Nuestro planeta contiene más de mil millones de billones de litros de H2O, pero poca se puede tomar: más del 97% del agua en la Tierra es salada. Dos tercios del agua dulce está retenida en glaciares y capas de hielo polar. De lo que queda, la mayor parte está atrapada en el suelo o en acuíferos subterráneos. Eso deja disponible para los seres vivos una fracción mínima. Y la humanidad no sólo la necesita para tomar: casi todo lo que hace involucra al agua.

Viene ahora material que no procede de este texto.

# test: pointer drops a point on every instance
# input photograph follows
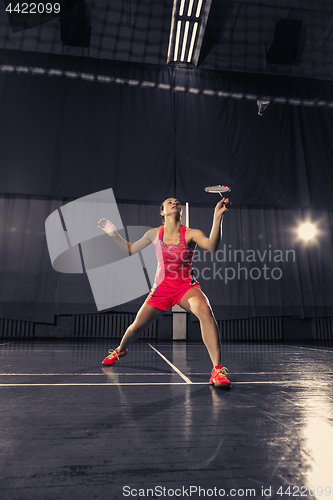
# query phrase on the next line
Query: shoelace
(113, 352)
(222, 370)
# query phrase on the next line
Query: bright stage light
(307, 231)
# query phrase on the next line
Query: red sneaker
(114, 356)
(219, 377)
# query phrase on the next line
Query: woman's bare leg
(195, 301)
(145, 317)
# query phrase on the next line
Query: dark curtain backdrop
(296, 279)
(67, 137)
(63, 138)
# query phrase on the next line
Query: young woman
(174, 281)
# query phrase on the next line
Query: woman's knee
(203, 311)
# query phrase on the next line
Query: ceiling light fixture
(188, 25)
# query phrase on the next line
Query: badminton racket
(219, 188)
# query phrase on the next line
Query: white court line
(266, 382)
(311, 348)
(81, 374)
(187, 380)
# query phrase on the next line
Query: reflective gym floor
(152, 427)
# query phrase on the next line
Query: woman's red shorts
(165, 296)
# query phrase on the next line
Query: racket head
(219, 188)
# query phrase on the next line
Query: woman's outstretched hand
(221, 208)
(107, 226)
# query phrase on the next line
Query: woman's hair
(162, 208)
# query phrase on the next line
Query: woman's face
(171, 206)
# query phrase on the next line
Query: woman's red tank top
(174, 261)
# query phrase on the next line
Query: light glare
(307, 231)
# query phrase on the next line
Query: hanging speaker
(285, 44)
(75, 24)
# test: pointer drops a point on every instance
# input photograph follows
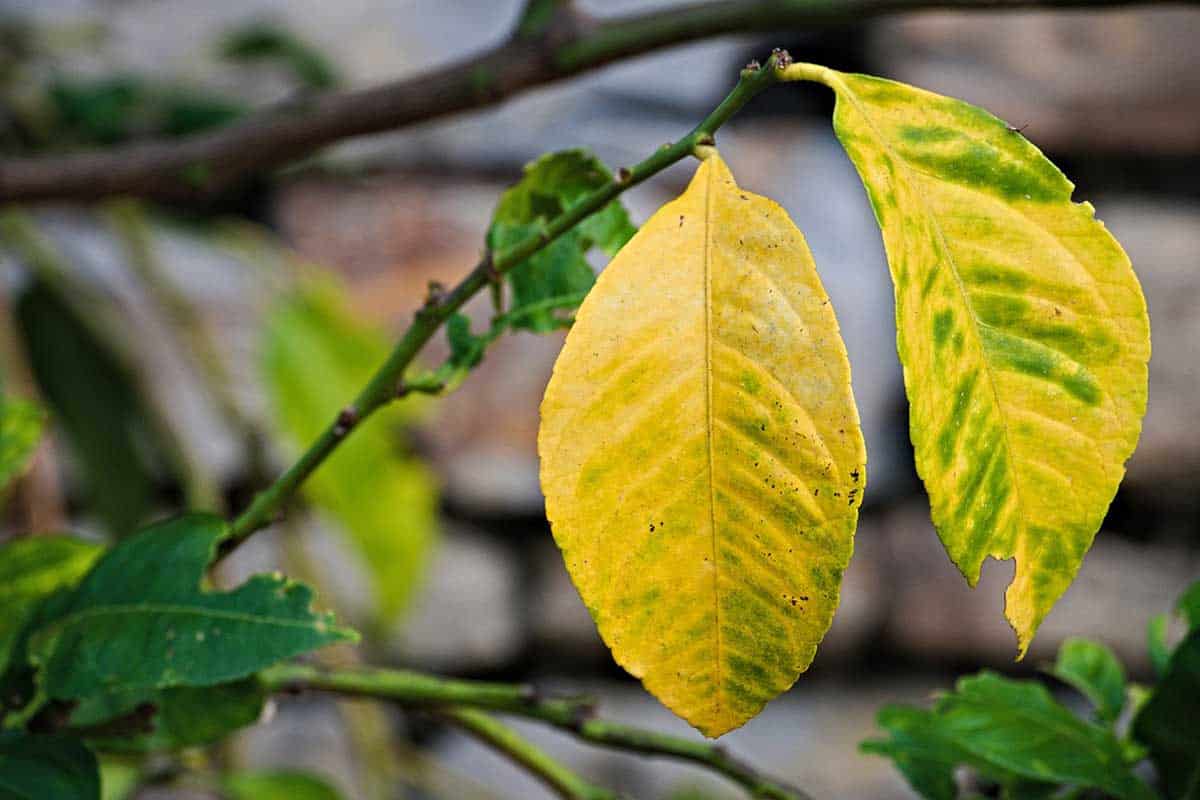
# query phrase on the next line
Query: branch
(508, 741)
(388, 380)
(573, 715)
(552, 41)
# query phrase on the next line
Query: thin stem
(508, 741)
(573, 715)
(437, 310)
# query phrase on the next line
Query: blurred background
(187, 353)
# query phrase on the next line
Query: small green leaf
(1011, 732)
(279, 785)
(46, 768)
(141, 619)
(549, 187)
(316, 358)
(97, 403)
(1095, 671)
(21, 427)
(1167, 723)
(30, 570)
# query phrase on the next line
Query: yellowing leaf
(701, 453)
(1021, 329)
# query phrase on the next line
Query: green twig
(516, 747)
(438, 308)
(574, 715)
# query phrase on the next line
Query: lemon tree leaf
(316, 358)
(550, 186)
(1011, 732)
(142, 620)
(1096, 672)
(30, 571)
(1021, 329)
(21, 427)
(40, 767)
(701, 453)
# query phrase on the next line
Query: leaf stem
(437, 310)
(516, 747)
(573, 715)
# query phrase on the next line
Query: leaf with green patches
(30, 571)
(383, 498)
(1021, 329)
(701, 453)
(1096, 672)
(142, 620)
(279, 785)
(1167, 723)
(97, 403)
(1013, 733)
(183, 716)
(21, 428)
(46, 767)
(550, 186)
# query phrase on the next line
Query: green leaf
(97, 403)
(316, 358)
(549, 187)
(1168, 726)
(30, 570)
(184, 716)
(1011, 732)
(46, 768)
(1021, 329)
(263, 42)
(279, 785)
(1095, 671)
(141, 619)
(21, 427)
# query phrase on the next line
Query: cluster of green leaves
(126, 649)
(1015, 735)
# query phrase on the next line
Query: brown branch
(546, 47)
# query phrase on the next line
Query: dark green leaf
(185, 716)
(21, 427)
(99, 405)
(281, 785)
(316, 358)
(142, 620)
(1168, 722)
(46, 768)
(30, 570)
(549, 187)
(1095, 671)
(262, 42)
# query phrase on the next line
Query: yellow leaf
(701, 453)
(1021, 329)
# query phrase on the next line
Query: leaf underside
(701, 453)
(1021, 329)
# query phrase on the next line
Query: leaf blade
(700, 426)
(1020, 324)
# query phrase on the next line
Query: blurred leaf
(21, 427)
(1168, 722)
(263, 42)
(1011, 732)
(30, 570)
(1095, 671)
(282, 785)
(46, 768)
(317, 356)
(99, 404)
(549, 187)
(184, 716)
(142, 620)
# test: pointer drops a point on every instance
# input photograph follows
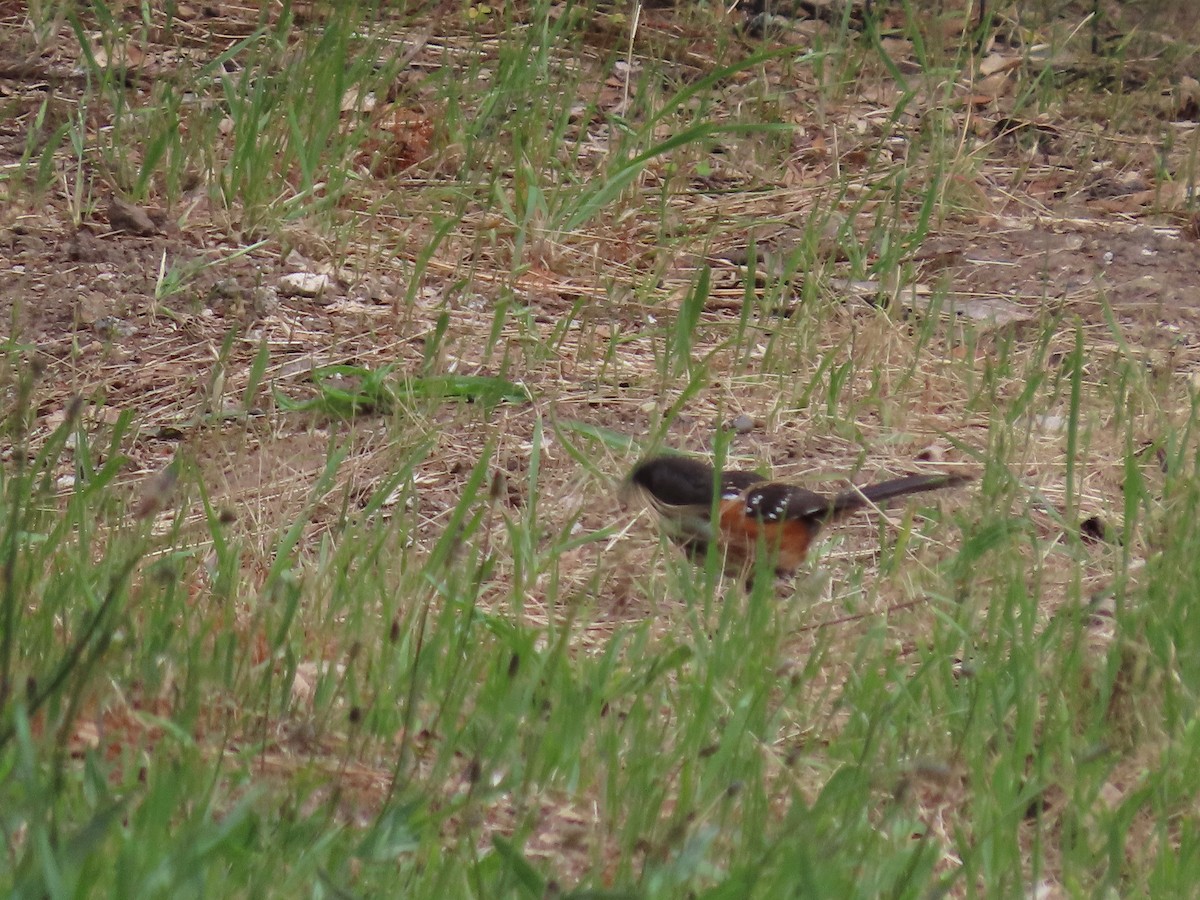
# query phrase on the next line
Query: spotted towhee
(754, 511)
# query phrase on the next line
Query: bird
(754, 513)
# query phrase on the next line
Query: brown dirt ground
(1067, 220)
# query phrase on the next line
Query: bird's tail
(871, 495)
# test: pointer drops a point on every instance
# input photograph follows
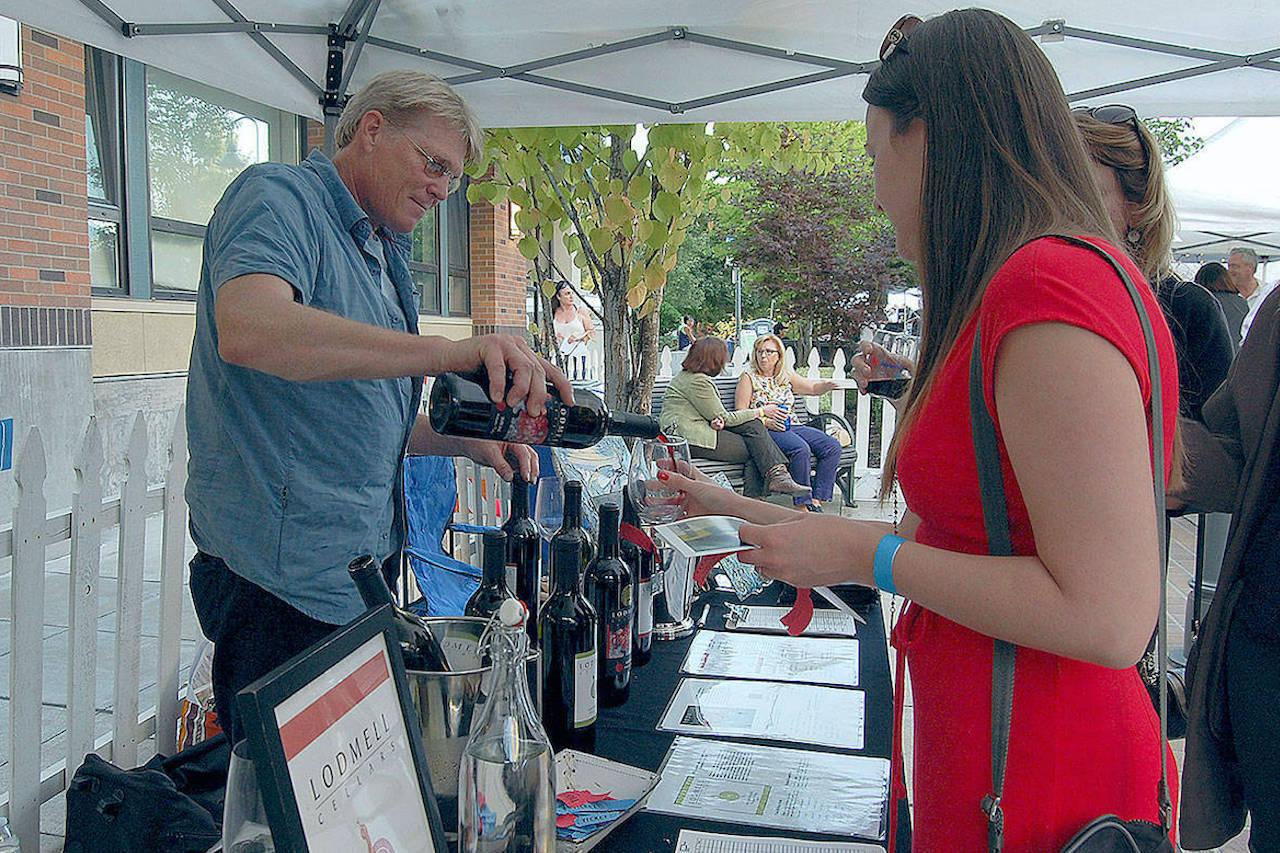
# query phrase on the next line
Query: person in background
(1242, 263)
(767, 381)
(1233, 669)
(1129, 172)
(691, 407)
(306, 375)
(686, 333)
(574, 327)
(977, 164)
(1215, 278)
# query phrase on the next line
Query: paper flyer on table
(807, 660)
(695, 842)
(768, 619)
(823, 716)
(790, 789)
(703, 534)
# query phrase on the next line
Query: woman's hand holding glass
(650, 459)
(873, 361)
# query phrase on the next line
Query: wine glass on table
(657, 505)
(245, 826)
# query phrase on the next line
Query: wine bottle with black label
(570, 669)
(638, 553)
(460, 405)
(608, 585)
(493, 589)
(572, 528)
(524, 552)
(419, 646)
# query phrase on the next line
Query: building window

Es difícil imaginarse cuán alto es el consumo individual si uno sólo piensa en lo que toma o lo que gasta duchándose o lavando la ropa. Pero hay un uso “escondido”: el agua que se necesita para cultivar el alimento y hacer los productos que usamos y consumimos.
El total del requerimiento global de agua al año es de más de cuatro billones de litros, y las fuentes naturales ya no dan abasto.
El Foro Económico Mundial calcula que para 2030 subirá 40% la demanda, que el planeta no podrá suministrar. Eso afectará la agricultura, lo que aumentará el precio de los alimentos.
La solución más simple podría ser mejorar la manera en la que administramos lo que tenemos. En los países en desarrollo, por ejemplo, se pierden 45 millones de metros cúbicos de agua dulce al día por fugas subterráneas.
¿Y si se usara agua de mar en vez de agua dulce? En 2009, un estudio científico aseguró haber desarrollado cultivos tolerantes a la sal.
La desalinización parece ser la mejor solución, pero no es simple. En la naturaleza, el proceso de ósmosis hace que el agua se mueva a través de una membrana semipermeable desde áreas con concentraciones bajas de sal a áreas de alta concentración. Para desalinizar, tiene que ocurrir lo opuesto. Pero se requiere mucha presión para forzar al agua a pasar por la membrana en la dirección contraria. Y esto implica un alto gasto de energía.